Accepting Criticism

I know I’m not perfect. I know that’s okay. Regardless, when someone says something about me, I’ll secretly be upset. I get mad at myself for my bad habits or  weird ways, criticizing myself for not being “better”. If you are anything like me, I’m sure you know what I’m talking about.

As humans, I think it’s a crumby feeling to find out we have flaws. By nature, we don’t like to admit we have imperfections. It’s hard to digress from that, to step out of ourselves and realize we aren’t perfect. Unfortunately, sometimes we have to in order to grow.

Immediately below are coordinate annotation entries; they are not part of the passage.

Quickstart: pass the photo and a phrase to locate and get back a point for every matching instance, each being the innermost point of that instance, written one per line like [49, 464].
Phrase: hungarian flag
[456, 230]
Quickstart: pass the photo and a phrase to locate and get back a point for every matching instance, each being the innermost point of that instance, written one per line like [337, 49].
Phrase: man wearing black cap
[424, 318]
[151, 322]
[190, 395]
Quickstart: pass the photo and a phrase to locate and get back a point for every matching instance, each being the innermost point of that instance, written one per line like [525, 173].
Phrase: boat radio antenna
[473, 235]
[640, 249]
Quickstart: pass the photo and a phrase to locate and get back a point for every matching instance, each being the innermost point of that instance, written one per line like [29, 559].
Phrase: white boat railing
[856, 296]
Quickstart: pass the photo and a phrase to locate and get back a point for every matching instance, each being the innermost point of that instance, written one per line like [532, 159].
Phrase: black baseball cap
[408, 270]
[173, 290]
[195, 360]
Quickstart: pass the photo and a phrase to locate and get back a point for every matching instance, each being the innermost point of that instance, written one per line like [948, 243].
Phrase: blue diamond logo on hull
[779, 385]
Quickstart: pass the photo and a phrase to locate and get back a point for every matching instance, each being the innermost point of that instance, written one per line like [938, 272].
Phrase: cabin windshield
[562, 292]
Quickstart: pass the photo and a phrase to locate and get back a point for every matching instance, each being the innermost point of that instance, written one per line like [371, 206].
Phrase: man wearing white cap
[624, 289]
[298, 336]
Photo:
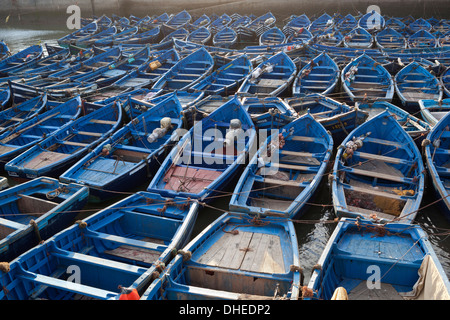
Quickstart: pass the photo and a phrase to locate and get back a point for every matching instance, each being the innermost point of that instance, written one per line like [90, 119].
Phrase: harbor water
[317, 224]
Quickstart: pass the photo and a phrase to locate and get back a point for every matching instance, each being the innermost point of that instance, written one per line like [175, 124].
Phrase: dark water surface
[313, 229]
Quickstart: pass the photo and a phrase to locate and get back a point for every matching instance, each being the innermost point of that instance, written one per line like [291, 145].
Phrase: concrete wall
[49, 11]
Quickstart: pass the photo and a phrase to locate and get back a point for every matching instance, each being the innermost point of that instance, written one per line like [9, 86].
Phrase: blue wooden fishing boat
[225, 79]
[301, 21]
[208, 273]
[225, 38]
[247, 33]
[109, 74]
[180, 34]
[186, 99]
[415, 127]
[358, 38]
[320, 75]
[269, 112]
[150, 36]
[207, 158]
[20, 112]
[117, 38]
[336, 117]
[5, 98]
[396, 24]
[271, 77]
[155, 21]
[419, 24]
[89, 40]
[106, 58]
[389, 38]
[378, 173]
[443, 40]
[201, 35]
[45, 65]
[400, 254]
[207, 105]
[372, 21]
[347, 24]
[178, 21]
[56, 90]
[131, 155]
[422, 39]
[442, 26]
[4, 50]
[239, 22]
[218, 24]
[271, 37]
[202, 21]
[86, 31]
[437, 158]
[297, 35]
[36, 129]
[148, 74]
[321, 23]
[187, 71]
[63, 148]
[119, 250]
[330, 37]
[434, 110]
[445, 81]
[21, 58]
[414, 83]
[363, 79]
[34, 211]
[285, 172]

I think it’s worth remembering that humans are supposed to make mistakes. We’re supposed to have flaws. We’re supposed to be complex and unique. Being perfect is impossible. Even if it were possible, being someone without flaws or imperfections sounds boring! There may be people who we think are perfect, but even they are far from it. I accidentally came across a video of a girl named Essena O’Neill. She’s a former instagram celebrity, whom everyone thought was perfect. To everyone’s surprise, the video she posted was of her explaining how she was in fact not perfect. She had many flaws and many issues, just like any other person. The main idea she was getting at is that she’s human, and despite what the media may show, she is still like you and me.

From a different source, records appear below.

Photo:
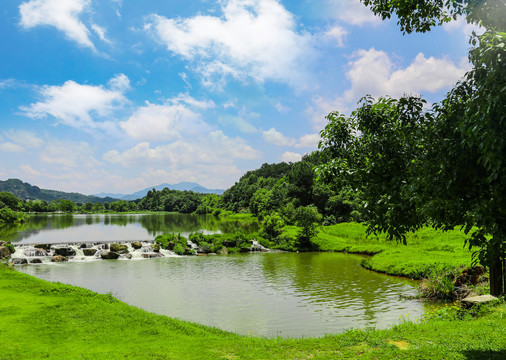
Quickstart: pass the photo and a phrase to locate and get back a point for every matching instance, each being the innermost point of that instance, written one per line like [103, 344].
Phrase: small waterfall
[86, 251]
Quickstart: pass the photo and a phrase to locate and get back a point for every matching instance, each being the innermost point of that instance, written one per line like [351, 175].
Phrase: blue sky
[118, 95]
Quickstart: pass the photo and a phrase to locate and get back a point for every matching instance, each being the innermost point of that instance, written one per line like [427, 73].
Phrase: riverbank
[428, 251]
[56, 321]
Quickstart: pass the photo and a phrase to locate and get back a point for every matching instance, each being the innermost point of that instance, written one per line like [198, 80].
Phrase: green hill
[26, 191]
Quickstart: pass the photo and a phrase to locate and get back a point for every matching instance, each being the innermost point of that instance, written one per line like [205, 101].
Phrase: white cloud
[25, 138]
[70, 154]
[252, 39]
[214, 149]
[10, 147]
[63, 15]
[291, 157]
[239, 122]
[336, 34]
[168, 121]
[350, 11]
[273, 136]
[461, 25]
[373, 72]
[29, 171]
[79, 105]
[308, 141]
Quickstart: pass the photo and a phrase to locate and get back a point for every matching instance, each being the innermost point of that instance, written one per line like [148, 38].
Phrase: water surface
[268, 294]
[62, 228]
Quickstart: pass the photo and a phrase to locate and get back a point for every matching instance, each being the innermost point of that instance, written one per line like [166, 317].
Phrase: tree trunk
[497, 278]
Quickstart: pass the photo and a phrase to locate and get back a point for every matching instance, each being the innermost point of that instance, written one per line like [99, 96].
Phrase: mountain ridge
[182, 186]
[27, 191]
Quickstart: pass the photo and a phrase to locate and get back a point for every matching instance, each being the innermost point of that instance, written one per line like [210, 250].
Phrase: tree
[66, 206]
[443, 167]
[307, 218]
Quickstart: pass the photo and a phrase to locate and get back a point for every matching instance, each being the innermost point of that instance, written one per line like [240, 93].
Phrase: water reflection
[285, 294]
[121, 227]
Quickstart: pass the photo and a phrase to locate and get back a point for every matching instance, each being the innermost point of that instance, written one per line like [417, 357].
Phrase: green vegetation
[441, 167]
[28, 192]
[66, 322]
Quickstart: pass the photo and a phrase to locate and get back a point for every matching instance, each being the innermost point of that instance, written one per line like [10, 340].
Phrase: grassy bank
[427, 251]
[55, 321]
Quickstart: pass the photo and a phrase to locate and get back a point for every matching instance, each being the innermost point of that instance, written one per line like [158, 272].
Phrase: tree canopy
[445, 166]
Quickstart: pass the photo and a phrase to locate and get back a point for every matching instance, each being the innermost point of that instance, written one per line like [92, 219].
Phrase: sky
[120, 95]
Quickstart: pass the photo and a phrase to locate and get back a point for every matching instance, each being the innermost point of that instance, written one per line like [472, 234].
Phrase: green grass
[428, 251]
[42, 320]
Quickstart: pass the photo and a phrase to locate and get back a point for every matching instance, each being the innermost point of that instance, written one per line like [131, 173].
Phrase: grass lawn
[42, 320]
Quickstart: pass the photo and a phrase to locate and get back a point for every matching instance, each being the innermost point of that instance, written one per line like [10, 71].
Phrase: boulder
[4, 252]
[119, 248]
[470, 276]
[473, 300]
[151, 255]
[59, 258]
[89, 252]
[223, 251]
[67, 251]
[136, 245]
[110, 255]
[189, 251]
[19, 261]
[35, 252]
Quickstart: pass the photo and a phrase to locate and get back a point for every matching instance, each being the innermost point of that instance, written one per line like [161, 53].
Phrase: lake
[264, 294]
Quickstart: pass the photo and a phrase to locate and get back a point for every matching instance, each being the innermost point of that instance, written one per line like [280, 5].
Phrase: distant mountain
[26, 191]
[182, 186]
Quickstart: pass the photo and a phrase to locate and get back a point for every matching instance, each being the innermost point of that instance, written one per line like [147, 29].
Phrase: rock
[189, 251]
[19, 261]
[65, 252]
[119, 248]
[151, 255]
[110, 255]
[223, 251]
[89, 252]
[473, 300]
[470, 276]
[35, 252]
[136, 245]
[4, 252]
[59, 258]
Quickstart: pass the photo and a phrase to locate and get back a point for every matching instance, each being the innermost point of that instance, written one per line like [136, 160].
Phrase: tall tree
[443, 167]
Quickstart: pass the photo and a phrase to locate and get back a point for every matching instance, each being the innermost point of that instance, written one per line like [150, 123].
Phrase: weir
[87, 251]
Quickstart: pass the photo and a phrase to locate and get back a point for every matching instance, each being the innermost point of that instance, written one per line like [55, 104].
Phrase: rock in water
[20, 261]
[110, 255]
[89, 252]
[65, 252]
[59, 258]
[4, 252]
[136, 245]
[472, 300]
[119, 248]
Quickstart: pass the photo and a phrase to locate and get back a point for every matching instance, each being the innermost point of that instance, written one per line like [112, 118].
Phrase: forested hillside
[26, 191]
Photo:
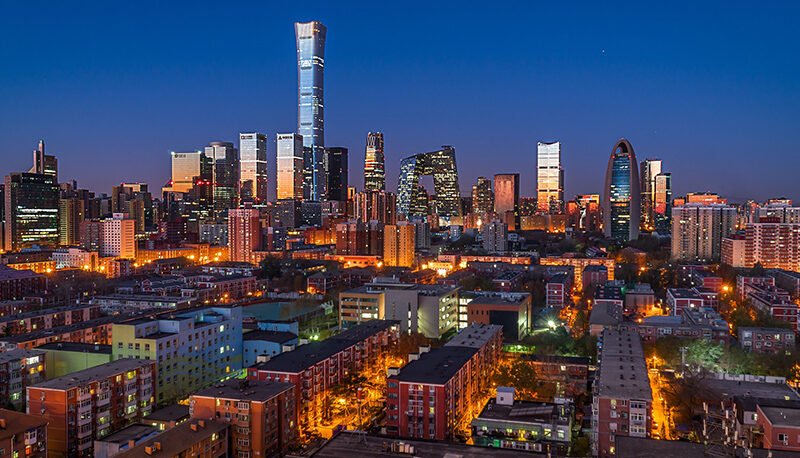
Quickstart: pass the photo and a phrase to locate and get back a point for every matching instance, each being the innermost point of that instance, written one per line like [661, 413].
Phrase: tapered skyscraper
[621, 195]
[310, 100]
[374, 171]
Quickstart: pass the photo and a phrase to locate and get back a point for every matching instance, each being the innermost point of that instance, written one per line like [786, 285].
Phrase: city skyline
[657, 127]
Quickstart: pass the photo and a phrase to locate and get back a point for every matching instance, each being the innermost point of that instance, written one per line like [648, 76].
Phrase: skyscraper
[290, 166]
[31, 210]
[441, 165]
[621, 195]
[506, 192]
[648, 170]
[225, 173]
[374, 167]
[253, 167]
[482, 196]
[549, 178]
[662, 203]
[310, 100]
[336, 171]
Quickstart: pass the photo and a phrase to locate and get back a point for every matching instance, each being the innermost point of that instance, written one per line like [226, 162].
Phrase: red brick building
[436, 394]
[93, 403]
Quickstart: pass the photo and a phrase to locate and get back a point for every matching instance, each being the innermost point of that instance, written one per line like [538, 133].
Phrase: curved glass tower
[621, 195]
[310, 102]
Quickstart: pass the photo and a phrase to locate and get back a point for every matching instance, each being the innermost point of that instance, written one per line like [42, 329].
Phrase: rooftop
[175, 440]
[437, 366]
[86, 376]
[17, 423]
[77, 347]
[173, 412]
[251, 390]
[622, 371]
[270, 336]
[348, 443]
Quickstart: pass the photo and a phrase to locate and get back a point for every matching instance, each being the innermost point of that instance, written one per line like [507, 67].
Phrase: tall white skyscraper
[310, 100]
[549, 178]
[253, 167]
[290, 166]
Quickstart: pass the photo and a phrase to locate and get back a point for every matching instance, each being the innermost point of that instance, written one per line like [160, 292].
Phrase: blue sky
[712, 89]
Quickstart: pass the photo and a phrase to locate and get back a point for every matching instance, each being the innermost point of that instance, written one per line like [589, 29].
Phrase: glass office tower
[442, 166]
[290, 166]
[621, 195]
[374, 167]
[549, 178]
[310, 101]
[253, 167]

Instead of criticizing ourselves when told of our flaws, it can be helpful to remember that everyone, even the seemingly perfect people, have flaws as well. We’re in good company.

We are also more than our flaws. As I mentioned earlier, we’re supposed to be complex. We can’t define ourselves by just a few flaws, because it’s unrealistic. We are by no means just that. There’s so many good things about ourselves that we must take into account as well.

So next time someone points something out about you, realize it’s okay. It doesn’t make you any less of a person, or under anyone else. Instead, embrace it, because it makes you human.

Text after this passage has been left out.